Sharon Stone è la diva di Cannes 2026: il suo look voluminoso rompe le regole di stile del Festival

Continua la 79esima edizione del Festival di Cannes, che fino al prossimo 23 maggio vedrà diverse star di fama internazionale presentare i loro film in anteprima mondiale o semplicemente sfilare sull'ambito red carpet. Ieri a fare il suo arrivo in gran stile alla Croisette è stata l'attrice americana Sharon Stone, che in serata ha partecipato alla prima di Fjord. Quale migliore occasione di questa per dare il meglio di lei in fatto di stile? Tra cristalli scintillanti, un hair look inedito e un sorriso raggiante stampato sul viso, l'attrice ha dimostrato ancora una volta di essere un'indiscussa diva contemporanea.
Chi ha vestito Sharon Stone a Cannes 2026
Per sfilare sul red carpet della prima mondiale del film Fjords Sharon Stone si è affidata al marchio londinese Miss Sohee. Ha sfoggiato un maxi dress della collezione Haute Couture 2026, un modello a clessidra col bustier senza spalline, interamente decorato con dei ricami floreali a forma di lavanda e una cascata di cristalli scintillanti e perline nere. Ad arricchirlo c'era un maxi mantello abbinato, accessorio che le ha permesso di rendere il look super voluminoso, nonostante il divieto imposto dallo staff del Festival. Stando alle regole, infatti, sono vietati gli abiti eccessivamente ingombranti e pomposi perché potrebbero limitare il normale flusso degli ospiti. L'attrice ha poi completato il tutto con una pochette ricoperta di strass, un paio di sandali con tacco e plateau e una parure di gioielli di diamanti blu della collezione High Jewelry di Garatti.

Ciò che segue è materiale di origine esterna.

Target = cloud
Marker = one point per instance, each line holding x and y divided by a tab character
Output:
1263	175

Il nuovo hair look di Sharon Stone a Cannes
A rendere ancora più memorabile la sfilata di Sharon Stone sul red carpet di Cannes 2026 è stata l'acconciatura. Da tempo fedele al caschetto cortissimo, ha saputo reinventarlo con un tocco di glamour e di originalità nonostante le lunghezze davvero ridotte. L'attrice ha pettinato i capelli all'indietro ma evitando l'effetto wet che avrebbe potuto irrigidirli, poi ha girato le punte leggermente all'insù per dare vita a un effetto finale ancora più "accogliente". La pettinatura non è stata scelta a caso: si chiama beehive bob, letteralmente "caschetto ad alveare", ed è un'acconciatura classica ma dai volumi extra ispirati agli anni '60, perfetto per chi con l'avanzare dell'età ha i capelli sottili e disidratati.